Scholars suppose that Mark was set down about 80 AD and that the Thirteenth Chapter was redacted in, out of sense of what Jesus would have done, rather than out of a direct sense of what Jesus did.  As one scholar words it, “…the largely secondary chap. 13.”[8]  Mark is bracing the Faithful for the passion, death, and resurrection of Jesus, a pattern the Faithful themselves experience.  The idea is that life forever, shine brightly, power and glory, and splendor are “at the door.”


verse 29        In the same way, when you see these things happening,

                               know that he [the Son of Man] is near, at the gates.


In conclusion, these readings are about the suffering servant, Jesus Christ, the eternal high priest, offering his life as a sacrifice pleasing to the Father.  Daniel is about the staying power of hope in the power and glory of God.  The Psalm is about God directing history through all vicissitudes back to the honor of the Father.  Hebrews is about the role of Jesus and the Faithful within a context of evil and chaos confusing unbelievers.  Mark is about a promise of things to come, about the Son of Man returning in all his power and glory, in a life being shared with the Faithful.


For more on sources, besides the footnotes, see the Appendix file.

[1] Sue Gillingham, “From Liturgy to Prophecy: The Use of Psalmody in Second Temple Judaism,” the Catholic Biblical Quarterly, Vol. 64, No. 3 (July 2002) 486

[2] Susan Fournier Mathews, “The Numbers in Daniel 12:11-12: Rounded Pythagorean Plane Numbers?” the Catholic Biblical Quarterly, Vol. 63, No. 4 (October 2001) 643.


[3] Michael L. Barré, S.S., “Textual and Rhetorical-critical Observations on the Last Servant Song (Isaiah 52:13—53:12),” the Catholic Biblical Quarterly, Vol. 62, No. 1 (January 2000), 7.


[4] Paul Overland, “Did the Sage Draw from the Shema?  A Study of Proverbs 3:1-12,” the Catholic Biblical Quarterly, Vol. 62, No. 3 (July 2000) 424.

[5] Joseph Jensen, O.S.B., “Yahweh’s Plan in Isaiah and the Rest of the Old Testament,” the Catholic Biblical Quarterly, Vol. 48, No. 3 (July 1986), 453.
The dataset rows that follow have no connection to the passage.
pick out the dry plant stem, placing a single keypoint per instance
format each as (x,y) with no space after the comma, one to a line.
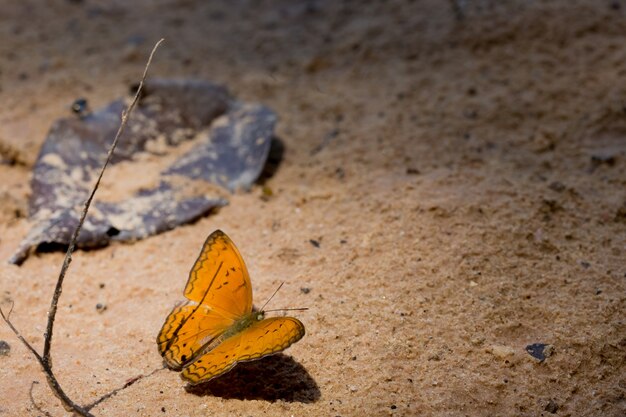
(45,360)
(115,391)
(32,400)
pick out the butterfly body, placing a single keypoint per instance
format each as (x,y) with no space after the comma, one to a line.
(217,328)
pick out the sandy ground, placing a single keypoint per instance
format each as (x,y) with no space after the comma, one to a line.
(465,181)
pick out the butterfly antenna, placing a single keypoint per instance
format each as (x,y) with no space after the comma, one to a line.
(270,299)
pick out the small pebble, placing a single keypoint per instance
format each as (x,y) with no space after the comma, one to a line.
(540,351)
(552,407)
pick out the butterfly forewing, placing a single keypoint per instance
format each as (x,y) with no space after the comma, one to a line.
(187,330)
(263,338)
(219,277)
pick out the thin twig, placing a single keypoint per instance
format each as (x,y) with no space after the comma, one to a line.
(32,400)
(45,360)
(68,255)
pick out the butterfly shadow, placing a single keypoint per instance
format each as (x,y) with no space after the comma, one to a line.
(273,378)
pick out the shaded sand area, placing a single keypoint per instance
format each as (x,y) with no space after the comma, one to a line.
(451,191)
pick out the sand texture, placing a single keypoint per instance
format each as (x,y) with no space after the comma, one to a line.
(451,191)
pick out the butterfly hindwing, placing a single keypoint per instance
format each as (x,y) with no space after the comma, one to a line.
(262,338)
(219,277)
(186,332)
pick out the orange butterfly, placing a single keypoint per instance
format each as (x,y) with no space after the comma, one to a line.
(208,335)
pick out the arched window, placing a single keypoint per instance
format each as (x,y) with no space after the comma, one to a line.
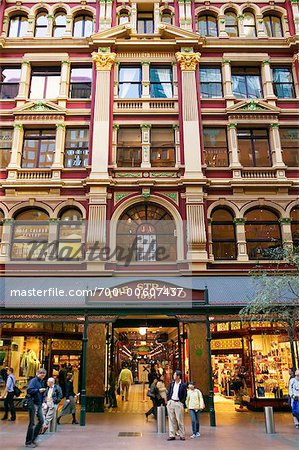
(207,25)
(166,17)
(18,26)
(231,24)
(123,17)
(70,235)
(59,24)
(1,224)
(262,234)
(30,235)
(223,234)
(249,25)
(41,24)
(273,26)
(295,228)
(146,232)
(83,26)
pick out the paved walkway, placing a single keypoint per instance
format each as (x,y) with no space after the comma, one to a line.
(234,431)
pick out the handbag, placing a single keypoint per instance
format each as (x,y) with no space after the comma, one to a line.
(17,391)
(27,403)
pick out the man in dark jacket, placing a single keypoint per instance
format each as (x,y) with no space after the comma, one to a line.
(53,395)
(177,394)
(35,390)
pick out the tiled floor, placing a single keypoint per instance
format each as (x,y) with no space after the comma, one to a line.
(234,431)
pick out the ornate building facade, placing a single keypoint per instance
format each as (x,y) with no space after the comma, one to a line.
(179,116)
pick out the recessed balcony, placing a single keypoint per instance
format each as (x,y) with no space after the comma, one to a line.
(146,105)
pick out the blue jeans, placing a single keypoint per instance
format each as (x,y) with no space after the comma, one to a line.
(195,420)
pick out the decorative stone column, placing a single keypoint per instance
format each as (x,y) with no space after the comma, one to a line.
(104,61)
(145,79)
(241,239)
(16,151)
(233,146)
(241,18)
(96,228)
(260,29)
(24,84)
(95,367)
(69,25)
(64,82)
(188,61)
(31,25)
(267,82)
(176,130)
(196,229)
(134,17)
(156,16)
(295,67)
(286,232)
(6,240)
(276,146)
(227,81)
(146,146)
(221,26)
(114,144)
(59,146)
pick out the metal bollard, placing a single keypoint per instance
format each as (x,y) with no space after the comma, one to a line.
(53,423)
(269,420)
(161,420)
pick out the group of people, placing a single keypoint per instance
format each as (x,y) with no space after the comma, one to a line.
(42,403)
(176,398)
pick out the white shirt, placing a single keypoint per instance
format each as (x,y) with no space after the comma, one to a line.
(50,394)
(175,394)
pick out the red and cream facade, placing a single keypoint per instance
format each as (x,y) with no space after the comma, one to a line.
(242,40)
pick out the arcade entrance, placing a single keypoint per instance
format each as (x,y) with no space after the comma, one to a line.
(147,347)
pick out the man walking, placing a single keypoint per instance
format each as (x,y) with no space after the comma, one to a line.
(53,395)
(125,380)
(35,390)
(176,397)
(9,390)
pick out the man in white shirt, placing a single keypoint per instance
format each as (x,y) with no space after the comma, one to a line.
(176,396)
(53,395)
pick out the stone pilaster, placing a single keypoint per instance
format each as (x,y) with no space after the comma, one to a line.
(145,79)
(227,82)
(241,239)
(59,146)
(176,130)
(233,145)
(196,229)
(146,146)
(188,61)
(95,367)
(24,84)
(276,146)
(17,144)
(64,81)
(267,82)
(104,61)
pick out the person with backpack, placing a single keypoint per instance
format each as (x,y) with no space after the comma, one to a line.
(195,404)
(10,392)
(294,397)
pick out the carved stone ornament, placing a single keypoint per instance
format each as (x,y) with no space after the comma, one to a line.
(103,61)
(188,61)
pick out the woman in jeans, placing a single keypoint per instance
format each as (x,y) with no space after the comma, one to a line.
(195,404)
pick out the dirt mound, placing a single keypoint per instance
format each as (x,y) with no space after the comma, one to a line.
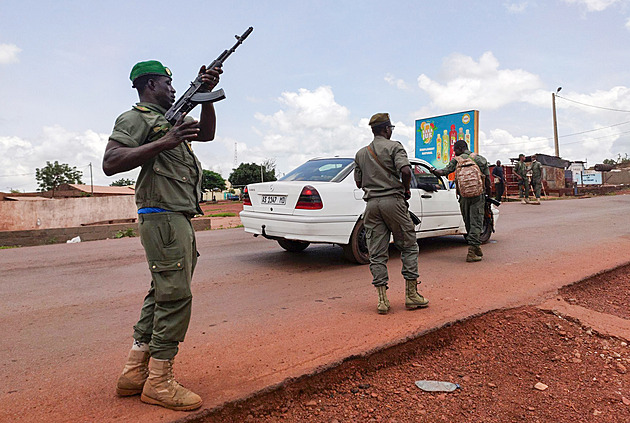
(519,365)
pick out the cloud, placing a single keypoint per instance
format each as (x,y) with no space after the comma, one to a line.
(479,84)
(20,157)
(398,83)
(9,54)
(312,124)
(515,8)
(594,5)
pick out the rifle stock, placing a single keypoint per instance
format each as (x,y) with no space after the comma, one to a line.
(195,94)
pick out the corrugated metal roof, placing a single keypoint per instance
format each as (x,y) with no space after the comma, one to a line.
(98,189)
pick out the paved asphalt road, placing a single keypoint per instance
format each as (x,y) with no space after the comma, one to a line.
(261,315)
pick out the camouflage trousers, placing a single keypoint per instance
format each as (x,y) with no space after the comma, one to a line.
(473,209)
(537,187)
(523,188)
(384,217)
(170,246)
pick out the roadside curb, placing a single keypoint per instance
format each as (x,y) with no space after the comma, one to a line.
(602,324)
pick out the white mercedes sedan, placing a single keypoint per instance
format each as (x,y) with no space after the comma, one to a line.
(319,203)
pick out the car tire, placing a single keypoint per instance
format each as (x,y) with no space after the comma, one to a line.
(293,246)
(356,251)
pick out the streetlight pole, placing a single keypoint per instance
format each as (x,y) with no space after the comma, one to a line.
(555,122)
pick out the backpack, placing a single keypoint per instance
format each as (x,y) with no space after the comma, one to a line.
(468,177)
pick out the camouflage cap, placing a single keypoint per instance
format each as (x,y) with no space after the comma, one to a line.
(379,119)
(150,67)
[6] Craig R. Koester, “Hebrews, Rhetoric, and the Future of Humanity,” the Catholic Biblical Quarterly, Vol. 64, No. 1 (January 2002) 112.


[7] The Sunday Sermons of the Great Fathers: Volume One: From the First Sunday of Advent to Quinquagesima, tr. and ed. M. F. Toal, D.D. (P.O. Box 612, Swedesboro, NJ 08085: Preservation Press, 1996) 11.


[8] P.M. Casey, “Culture and Historicity: The Cleansing of the Temple,” the Catholic Biblical Quarterly, Vol. 59, No. 2 (April 1997) 308.